These swings coincide with rising ownership among demographics not historically linked to firearms, like women, Latinos and Asian Americans. In the latter two groups, new gun owners say that they are motivated to carry by the increased threat of racist extremism.
“Gun ownership has diversified dramatically,” said Kelly Drane, research director at Giffords Law Center in San Francisco.
For young people who are drawn to guns, geography plays a big part in how those interests manifest. In rural areas, support for the second amendment and adherence to gun-related traditions can be driving forces behind ownership. Often, younger people in those parts of the country want to own guns to hunt with or to follow in the footsteps of gun-enthusiast parents and grandparents.
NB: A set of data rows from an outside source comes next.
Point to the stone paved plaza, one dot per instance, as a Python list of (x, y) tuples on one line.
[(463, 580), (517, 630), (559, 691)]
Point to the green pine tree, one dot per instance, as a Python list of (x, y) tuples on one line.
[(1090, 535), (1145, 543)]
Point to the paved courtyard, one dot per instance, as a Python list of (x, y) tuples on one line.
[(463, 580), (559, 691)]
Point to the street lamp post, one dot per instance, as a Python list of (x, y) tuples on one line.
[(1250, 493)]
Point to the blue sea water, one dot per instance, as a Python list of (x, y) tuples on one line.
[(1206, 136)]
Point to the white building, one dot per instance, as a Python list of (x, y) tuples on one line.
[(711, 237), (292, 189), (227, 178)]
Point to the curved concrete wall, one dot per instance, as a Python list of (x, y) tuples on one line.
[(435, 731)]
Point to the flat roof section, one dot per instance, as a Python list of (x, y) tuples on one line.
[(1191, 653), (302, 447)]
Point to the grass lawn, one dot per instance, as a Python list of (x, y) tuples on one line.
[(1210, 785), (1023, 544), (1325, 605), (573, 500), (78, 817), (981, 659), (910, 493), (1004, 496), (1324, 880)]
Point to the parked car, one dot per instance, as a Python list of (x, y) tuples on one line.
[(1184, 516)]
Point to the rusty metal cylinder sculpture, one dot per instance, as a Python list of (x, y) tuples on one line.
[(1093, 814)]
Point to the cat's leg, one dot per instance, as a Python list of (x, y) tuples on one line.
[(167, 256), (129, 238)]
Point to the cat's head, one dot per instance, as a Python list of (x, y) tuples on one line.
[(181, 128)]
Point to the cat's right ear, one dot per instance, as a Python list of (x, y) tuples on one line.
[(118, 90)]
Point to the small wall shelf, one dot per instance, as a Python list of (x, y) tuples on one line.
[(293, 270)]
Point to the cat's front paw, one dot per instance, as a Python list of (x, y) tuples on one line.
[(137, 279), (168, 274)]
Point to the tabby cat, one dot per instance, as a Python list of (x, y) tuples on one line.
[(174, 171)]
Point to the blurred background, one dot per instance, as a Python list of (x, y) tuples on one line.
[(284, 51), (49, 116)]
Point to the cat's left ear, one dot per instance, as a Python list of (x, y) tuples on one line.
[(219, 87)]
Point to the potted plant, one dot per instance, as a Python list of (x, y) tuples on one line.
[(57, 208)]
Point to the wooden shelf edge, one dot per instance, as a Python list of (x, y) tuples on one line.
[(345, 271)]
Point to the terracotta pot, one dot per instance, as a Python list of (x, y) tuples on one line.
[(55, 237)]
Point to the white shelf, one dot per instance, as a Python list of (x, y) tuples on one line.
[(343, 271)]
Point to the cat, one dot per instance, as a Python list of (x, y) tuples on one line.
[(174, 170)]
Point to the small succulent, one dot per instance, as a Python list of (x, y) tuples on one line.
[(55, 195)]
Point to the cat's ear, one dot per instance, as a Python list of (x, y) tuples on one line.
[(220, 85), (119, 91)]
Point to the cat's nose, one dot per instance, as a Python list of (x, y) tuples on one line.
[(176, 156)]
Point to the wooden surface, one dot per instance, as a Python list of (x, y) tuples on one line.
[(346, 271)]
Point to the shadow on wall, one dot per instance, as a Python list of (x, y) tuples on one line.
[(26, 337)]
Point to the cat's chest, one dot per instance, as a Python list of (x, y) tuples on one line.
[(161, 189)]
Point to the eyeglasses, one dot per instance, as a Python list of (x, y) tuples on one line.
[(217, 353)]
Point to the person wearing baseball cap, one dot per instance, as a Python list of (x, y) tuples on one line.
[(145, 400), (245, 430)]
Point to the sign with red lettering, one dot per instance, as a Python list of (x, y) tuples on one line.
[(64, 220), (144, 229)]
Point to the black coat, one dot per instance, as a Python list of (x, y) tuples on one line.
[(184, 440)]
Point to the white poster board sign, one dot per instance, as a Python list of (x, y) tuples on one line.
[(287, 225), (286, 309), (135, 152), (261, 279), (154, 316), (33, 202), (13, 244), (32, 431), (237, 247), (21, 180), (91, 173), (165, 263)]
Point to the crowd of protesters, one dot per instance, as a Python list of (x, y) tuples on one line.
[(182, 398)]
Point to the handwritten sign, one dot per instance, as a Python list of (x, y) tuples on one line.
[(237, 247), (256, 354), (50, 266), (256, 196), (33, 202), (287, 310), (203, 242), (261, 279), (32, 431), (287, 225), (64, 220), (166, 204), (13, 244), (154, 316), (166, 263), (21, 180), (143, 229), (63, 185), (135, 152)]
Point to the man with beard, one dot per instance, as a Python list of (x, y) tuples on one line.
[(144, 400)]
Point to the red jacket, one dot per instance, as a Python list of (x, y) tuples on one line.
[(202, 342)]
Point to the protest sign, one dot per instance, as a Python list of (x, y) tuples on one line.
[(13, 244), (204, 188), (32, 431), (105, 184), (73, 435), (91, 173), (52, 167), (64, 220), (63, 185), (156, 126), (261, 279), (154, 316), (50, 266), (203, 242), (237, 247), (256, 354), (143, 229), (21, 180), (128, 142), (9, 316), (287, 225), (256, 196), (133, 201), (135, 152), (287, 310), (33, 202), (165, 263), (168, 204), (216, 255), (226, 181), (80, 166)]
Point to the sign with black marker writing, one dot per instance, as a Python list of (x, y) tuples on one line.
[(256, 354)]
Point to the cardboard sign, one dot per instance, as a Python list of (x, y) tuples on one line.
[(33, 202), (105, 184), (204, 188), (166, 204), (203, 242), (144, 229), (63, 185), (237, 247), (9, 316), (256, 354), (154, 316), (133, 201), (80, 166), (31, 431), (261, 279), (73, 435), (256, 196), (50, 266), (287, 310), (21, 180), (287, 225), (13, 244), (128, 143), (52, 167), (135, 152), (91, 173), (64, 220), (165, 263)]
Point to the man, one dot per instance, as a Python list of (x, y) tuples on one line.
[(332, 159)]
But rates of gun-related deaths are on the rise in rural areas. “Young people in rural areas are particularly susceptible to using a gun for death by suicide,” said Nick Wilson, senior director for gun violence prevention at the Center for American Progress.
Seventeen-year-old Erin DeSantis has lived her whole life in rural Pennsylvania, where guns have been a constant presence. Three years ago, she began to volunteer with the youth advocacy group Students Demand Action, and today serves on its national advisory board. But she’s not unequivocally anti-gun, and even practices sport shooting. “I wanted to make sure that rural voices were part of the conversation,” she said, “because we tend to get forgotten.”
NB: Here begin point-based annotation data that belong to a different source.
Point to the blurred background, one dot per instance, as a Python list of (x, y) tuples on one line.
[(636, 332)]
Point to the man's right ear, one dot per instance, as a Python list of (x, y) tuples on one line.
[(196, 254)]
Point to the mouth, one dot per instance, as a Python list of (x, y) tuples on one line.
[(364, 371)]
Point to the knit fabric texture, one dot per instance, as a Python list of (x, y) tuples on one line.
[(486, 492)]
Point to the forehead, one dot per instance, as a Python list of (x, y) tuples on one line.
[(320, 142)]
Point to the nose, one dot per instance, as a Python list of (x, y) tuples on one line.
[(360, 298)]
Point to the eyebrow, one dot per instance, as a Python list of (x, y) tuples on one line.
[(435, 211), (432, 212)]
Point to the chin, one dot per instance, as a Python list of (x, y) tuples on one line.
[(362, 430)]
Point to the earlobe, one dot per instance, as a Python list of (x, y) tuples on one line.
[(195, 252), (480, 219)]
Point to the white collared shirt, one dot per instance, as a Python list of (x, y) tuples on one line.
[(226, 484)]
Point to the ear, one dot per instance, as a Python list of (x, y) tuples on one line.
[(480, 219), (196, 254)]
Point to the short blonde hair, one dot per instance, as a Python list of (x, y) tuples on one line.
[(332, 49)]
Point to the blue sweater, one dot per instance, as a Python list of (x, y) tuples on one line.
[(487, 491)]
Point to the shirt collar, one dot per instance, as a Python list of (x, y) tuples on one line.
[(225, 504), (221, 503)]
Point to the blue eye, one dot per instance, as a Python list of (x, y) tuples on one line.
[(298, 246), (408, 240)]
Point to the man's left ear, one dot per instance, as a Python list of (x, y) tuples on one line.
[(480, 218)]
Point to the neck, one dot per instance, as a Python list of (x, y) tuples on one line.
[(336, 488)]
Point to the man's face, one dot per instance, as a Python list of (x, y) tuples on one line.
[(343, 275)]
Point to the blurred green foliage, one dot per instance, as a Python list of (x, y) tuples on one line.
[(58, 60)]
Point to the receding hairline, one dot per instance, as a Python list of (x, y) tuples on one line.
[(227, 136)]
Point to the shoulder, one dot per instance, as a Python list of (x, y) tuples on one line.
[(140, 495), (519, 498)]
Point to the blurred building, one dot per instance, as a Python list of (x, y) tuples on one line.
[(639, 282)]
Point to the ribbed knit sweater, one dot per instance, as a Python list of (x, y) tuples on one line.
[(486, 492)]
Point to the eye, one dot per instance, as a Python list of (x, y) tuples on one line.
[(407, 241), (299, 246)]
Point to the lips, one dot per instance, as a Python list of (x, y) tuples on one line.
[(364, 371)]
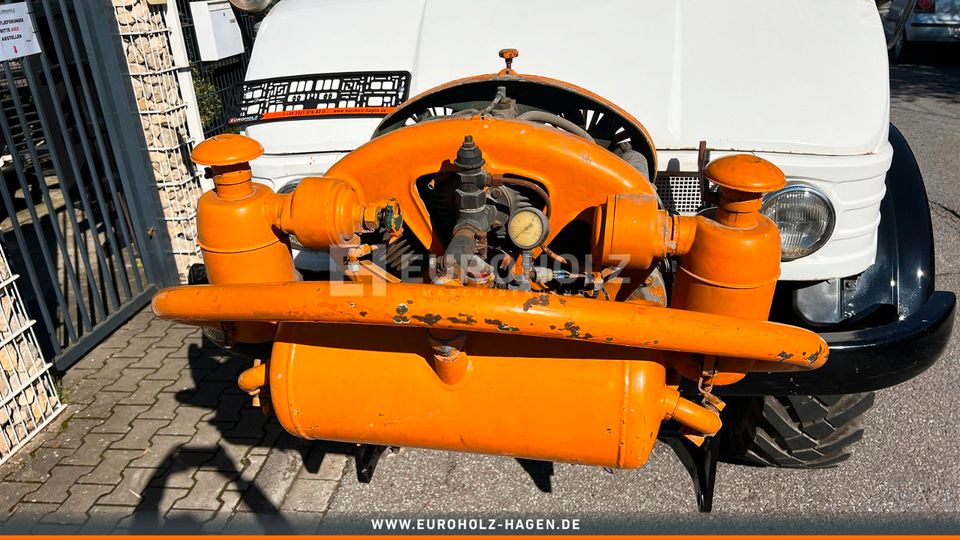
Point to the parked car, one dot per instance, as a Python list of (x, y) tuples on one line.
[(925, 21), (736, 294)]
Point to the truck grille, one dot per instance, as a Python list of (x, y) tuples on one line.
[(680, 192)]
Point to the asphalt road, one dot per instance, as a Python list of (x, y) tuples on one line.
[(904, 474)]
In urban settings, high rates of gun violence are directly correlated with exposure to systemic poverty.
Growing up in south central Los Angeles, Manny Macedo heard gunshots almost nightly. “I was kind of raised to just ignore it,” he said. Now a junior at UC Berkeley, Macedo leads the university’s Students Demand Action campus group, which he hopes will help keep his siblings and other kids in urban centers safe from guns.
While Macedo steered clear of firearms, other young people in his community carried – especially those involved with gangs. That’s one of the most common routes toward youth gun ownership in underserved neighborhoods, said Fernando Rejón, executive director of the Urban Peace Institute, a Los Angeles-based violence prevention organization, as well as lack of trust in law enforcement.
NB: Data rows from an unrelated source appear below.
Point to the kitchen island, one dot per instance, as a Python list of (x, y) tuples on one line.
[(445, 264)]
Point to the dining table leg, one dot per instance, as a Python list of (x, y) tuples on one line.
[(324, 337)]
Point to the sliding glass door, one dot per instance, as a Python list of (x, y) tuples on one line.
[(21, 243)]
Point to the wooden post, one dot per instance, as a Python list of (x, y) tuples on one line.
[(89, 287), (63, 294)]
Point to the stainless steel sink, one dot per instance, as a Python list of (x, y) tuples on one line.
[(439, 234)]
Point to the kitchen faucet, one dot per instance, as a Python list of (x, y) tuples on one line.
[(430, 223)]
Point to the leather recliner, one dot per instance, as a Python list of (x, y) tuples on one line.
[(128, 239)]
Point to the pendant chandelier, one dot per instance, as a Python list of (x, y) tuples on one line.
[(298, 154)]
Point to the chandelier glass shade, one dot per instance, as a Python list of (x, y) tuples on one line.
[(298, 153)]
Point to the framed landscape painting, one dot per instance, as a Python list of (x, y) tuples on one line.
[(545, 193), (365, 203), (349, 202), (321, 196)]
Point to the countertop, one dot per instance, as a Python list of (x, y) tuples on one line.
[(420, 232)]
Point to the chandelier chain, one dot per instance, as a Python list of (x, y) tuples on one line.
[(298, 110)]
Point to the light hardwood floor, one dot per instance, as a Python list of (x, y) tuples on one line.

For members of Gen Z in particular, social media can escalate gang conflict, leading to more gun-related deaths, Rejón explained, pointing to a recent shooting in LA’s Watts neighborhood that was exacerbated by social media posts. “Social media has become a platform to kind of disrespect and challenge other individuals or groups,” he said. “That violence can quickly manifest into reality.”
In Oakland, Alvarado, has also witnessed how social media can encourage young people to participate in gun culture. “I’ve heard youth as young as sixth grade say there’s a lot of promotion of violence on social media,” she said, pointing to videos that “glorify having weapons” and that encourage 11- and 12-year-olds to think guns are “cool”.
The notion that owning a gun can improve one’s personal or community safety is not a new one, said Peril’s Dashtgard.
“It’s paired with this masculine protector thing,” he said, recounting how one interviewee for the study explained that he keeps a gun in his truck in case he encounters a mass shooter. At the same time, myths that guns allow “the weak to stand up to the strong” are designed to appeal to women and other demographics traditionally seen as vulnerable.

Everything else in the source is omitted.